Turn left, no I mean right, look where you is goin you nearly hit dat little old lady you poor old fool, aint you gonna get your eyes tested? Woeful.

Instead it waxed poetical and said:

If you came this way, taking any route, starting from anywhere, at any time or at any season, it would always be the same: you would have to put off sense and notion.

Which is very luvvly, but don't help much when you is lookin for de A1 Motorway.

We is lost.

We is lost.

Still, we got back to London finally, and found dat Damain Thopmson had buoght an oil painting, called Moaner Lissa, which he wanted to give to his great friend Cradinal Murphy-O'Connor as an 80th birthday present. It used to belong to de Luovre in Paris, but Damain is a rich man cos of de runaway success of his book "De Fix," and he made em a generuos offer.

Anti Moly had been readin about an old Spannish lady who restored frescos, and said "I can do better dan dat." So she set abuot restorin de Moaner Lissa. Sadly, I fink dat at de end it didn't look quite right.

Moaner Lissa

Moaner Lissa, after restoratoin

Still, Damain says it will give Cradinal Cormac somefink to remember him by.

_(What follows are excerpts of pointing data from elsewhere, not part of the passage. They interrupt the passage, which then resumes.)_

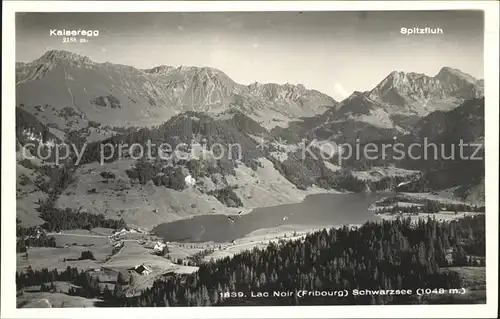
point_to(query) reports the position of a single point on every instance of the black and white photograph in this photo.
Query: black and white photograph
(250, 158)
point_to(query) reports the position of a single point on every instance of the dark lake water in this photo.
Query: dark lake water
(324, 210)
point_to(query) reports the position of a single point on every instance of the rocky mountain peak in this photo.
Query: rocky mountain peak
(58, 56)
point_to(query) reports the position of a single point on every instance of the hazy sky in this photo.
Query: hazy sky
(334, 52)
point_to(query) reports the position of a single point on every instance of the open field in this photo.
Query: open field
(474, 279)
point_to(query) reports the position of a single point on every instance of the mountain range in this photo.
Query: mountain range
(119, 95)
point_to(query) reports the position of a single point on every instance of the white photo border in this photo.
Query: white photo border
(491, 79)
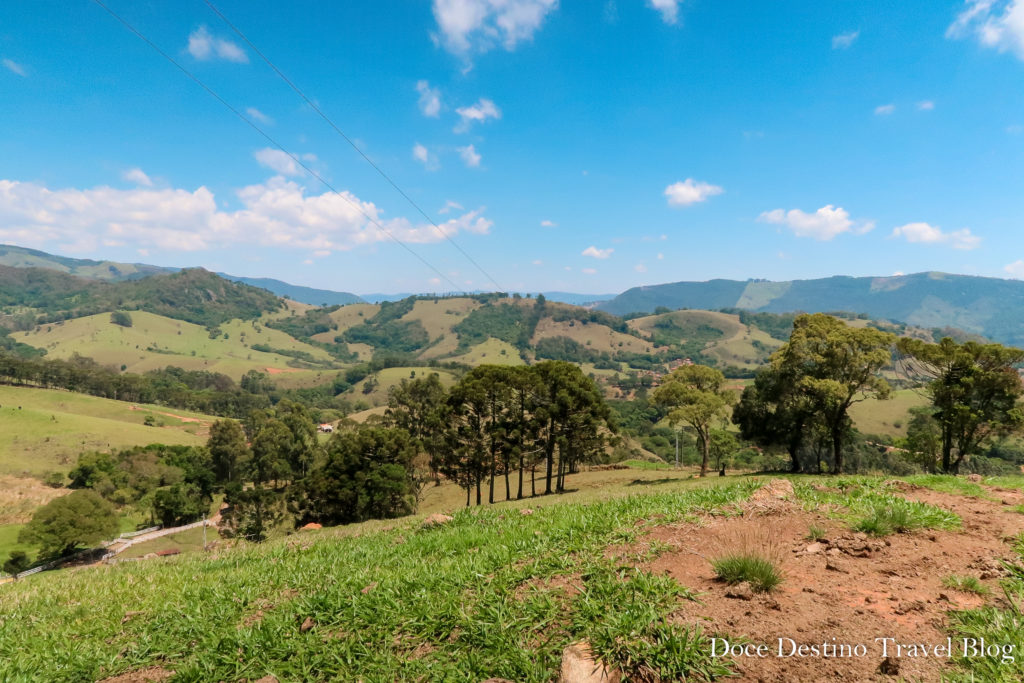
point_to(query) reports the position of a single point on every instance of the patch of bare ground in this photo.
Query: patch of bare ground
(845, 588)
(148, 675)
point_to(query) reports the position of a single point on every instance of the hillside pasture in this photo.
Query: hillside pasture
(155, 341)
(43, 430)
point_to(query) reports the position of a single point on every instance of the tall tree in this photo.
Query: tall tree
(974, 389)
(418, 407)
(835, 366)
(694, 396)
(228, 450)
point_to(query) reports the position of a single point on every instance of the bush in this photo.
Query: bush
(760, 571)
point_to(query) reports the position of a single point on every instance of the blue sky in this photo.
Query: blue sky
(586, 146)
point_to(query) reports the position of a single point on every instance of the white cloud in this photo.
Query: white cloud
(430, 99)
(203, 45)
(480, 112)
(424, 156)
(594, 252)
(469, 156)
(14, 68)
(845, 40)
(476, 26)
(258, 116)
(669, 9)
(823, 224)
(1016, 269)
(449, 206)
(690, 191)
(137, 176)
(932, 235)
(276, 161)
(996, 24)
(278, 213)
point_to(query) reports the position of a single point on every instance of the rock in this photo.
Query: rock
(889, 667)
(739, 592)
(436, 519)
(579, 666)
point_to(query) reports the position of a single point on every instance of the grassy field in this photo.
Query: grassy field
(887, 417)
(498, 592)
(155, 341)
(44, 430)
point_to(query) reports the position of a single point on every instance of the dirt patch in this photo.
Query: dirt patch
(151, 675)
(843, 588)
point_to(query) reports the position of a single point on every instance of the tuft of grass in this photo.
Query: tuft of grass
(891, 514)
(761, 571)
(966, 584)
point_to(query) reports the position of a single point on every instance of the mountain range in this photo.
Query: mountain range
(987, 306)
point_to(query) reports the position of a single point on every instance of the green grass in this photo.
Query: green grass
(46, 429)
(387, 601)
(966, 585)
(759, 570)
(1000, 624)
(155, 341)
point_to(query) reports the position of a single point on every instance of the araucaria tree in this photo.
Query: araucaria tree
(974, 389)
(694, 396)
(833, 366)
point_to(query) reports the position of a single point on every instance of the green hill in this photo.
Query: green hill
(987, 306)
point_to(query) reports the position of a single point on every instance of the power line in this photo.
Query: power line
(351, 142)
(274, 142)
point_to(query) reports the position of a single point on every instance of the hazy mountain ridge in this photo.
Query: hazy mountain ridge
(987, 306)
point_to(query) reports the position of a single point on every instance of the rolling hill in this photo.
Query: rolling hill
(987, 306)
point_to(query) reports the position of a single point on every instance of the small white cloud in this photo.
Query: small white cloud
(449, 205)
(823, 224)
(690, 191)
(422, 155)
(477, 26)
(14, 68)
(137, 176)
(478, 113)
(594, 252)
(931, 235)
(668, 8)
(203, 45)
(430, 99)
(256, 115)
(996, 24)
(845, 40)
(276, 161)
(469, 156)
(1016, 269)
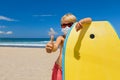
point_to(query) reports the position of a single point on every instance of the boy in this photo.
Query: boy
(66, 22)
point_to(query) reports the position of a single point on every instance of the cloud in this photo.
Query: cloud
(6, 18)
(8, 32)
(44, 15)
(1, 32)
(2, 27)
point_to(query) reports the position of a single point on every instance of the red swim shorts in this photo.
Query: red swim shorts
(57, 72)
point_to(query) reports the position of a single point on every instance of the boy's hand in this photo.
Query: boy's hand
(78, 26)
(50, 45)
(82, 23)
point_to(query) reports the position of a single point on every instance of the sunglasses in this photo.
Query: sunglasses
(68, 24)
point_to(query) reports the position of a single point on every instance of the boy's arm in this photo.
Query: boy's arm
(82, 23)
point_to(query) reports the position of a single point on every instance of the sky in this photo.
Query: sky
(34, 18)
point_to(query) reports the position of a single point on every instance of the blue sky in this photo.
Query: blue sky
(34, 18)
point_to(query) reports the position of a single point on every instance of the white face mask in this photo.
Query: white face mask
(65, 30)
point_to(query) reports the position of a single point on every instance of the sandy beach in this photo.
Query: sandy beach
(26, 63)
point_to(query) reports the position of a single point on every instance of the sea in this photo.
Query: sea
(24, 42)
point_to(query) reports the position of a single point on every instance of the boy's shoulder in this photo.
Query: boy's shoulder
(61, 37)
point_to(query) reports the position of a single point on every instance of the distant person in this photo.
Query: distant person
(66, 22)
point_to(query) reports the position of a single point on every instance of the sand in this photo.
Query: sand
(26, 63)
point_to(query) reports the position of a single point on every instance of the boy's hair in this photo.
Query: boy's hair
(68, 18)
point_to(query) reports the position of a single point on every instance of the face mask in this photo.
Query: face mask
(65, 30)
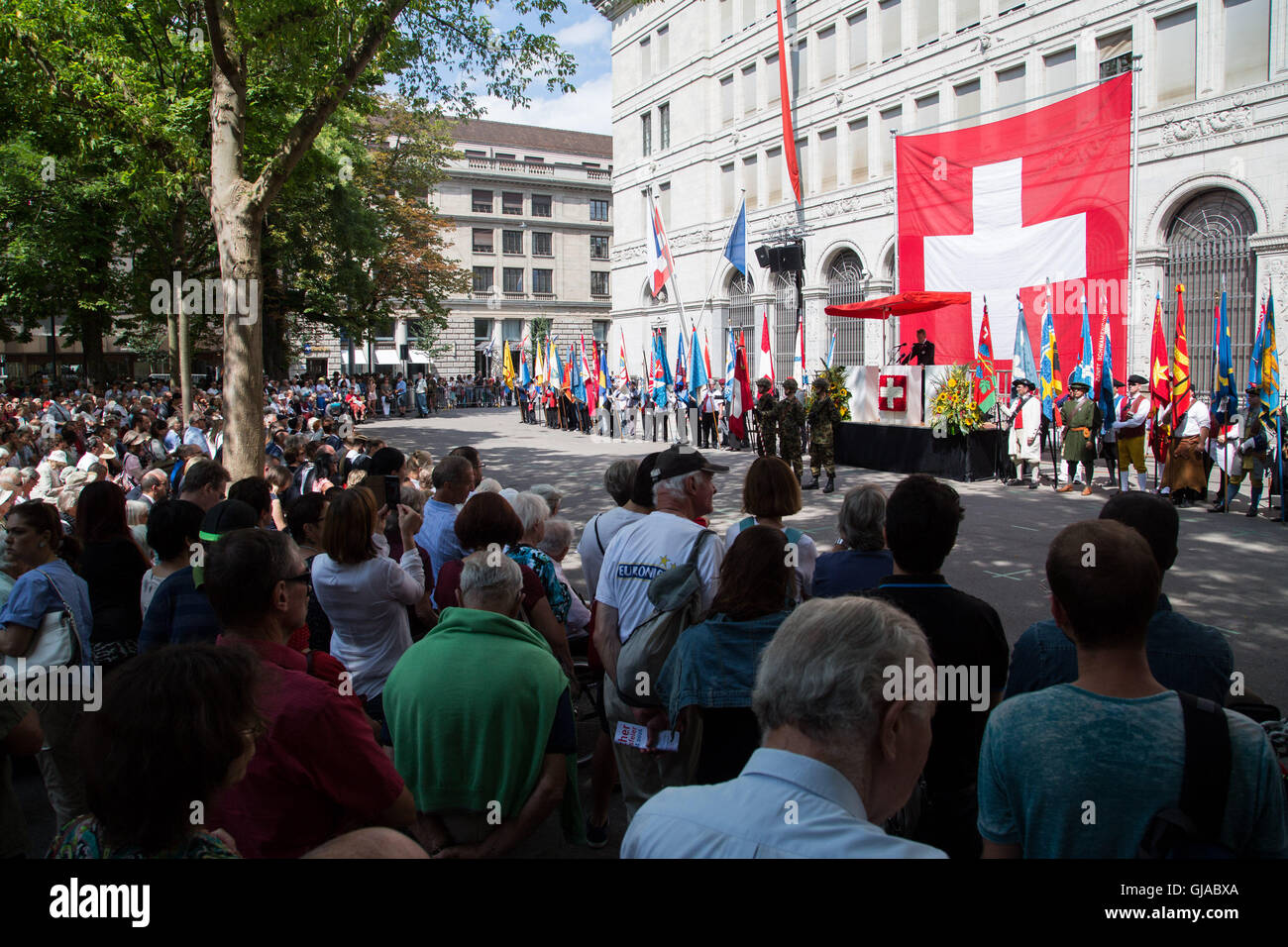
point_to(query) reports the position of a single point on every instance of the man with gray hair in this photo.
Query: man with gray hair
(482, 725)
(838, 754)
(683, 489)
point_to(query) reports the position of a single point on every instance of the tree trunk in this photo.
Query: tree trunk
(237, 232)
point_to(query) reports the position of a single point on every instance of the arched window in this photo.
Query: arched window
(1207, 243)
(845, 285)
(742, 315)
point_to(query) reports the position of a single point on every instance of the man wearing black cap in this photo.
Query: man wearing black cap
(1024, 441)
(683, 489)
(1129, 429)
(1080, 416)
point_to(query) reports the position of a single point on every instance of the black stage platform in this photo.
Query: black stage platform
(915, 450)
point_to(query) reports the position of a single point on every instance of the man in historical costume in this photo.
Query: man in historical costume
(790, 415)
(1024, 440)
(1253, 453)
(823, 418)
(1129, 416)
(1185, 476)
(1080, 420)
(767, 418)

Damain was very excited too because he heard dat someone called Harry was phottographed wiv no clothes on. He was wonderin whevver it was Joanne Harry, de great juornalist, but it turns out to be a Prince.

Well, apart from Cradinal Cormac's birfday party, to which we is all invited, de other grate social event of de weekend is de Notting Hell Cranival. By traditoin, de gruonds of Castle Thopmson is given up to music and dancin, while Damain retires to de cellar and puts a pillow over his head. Dis sounds like fun.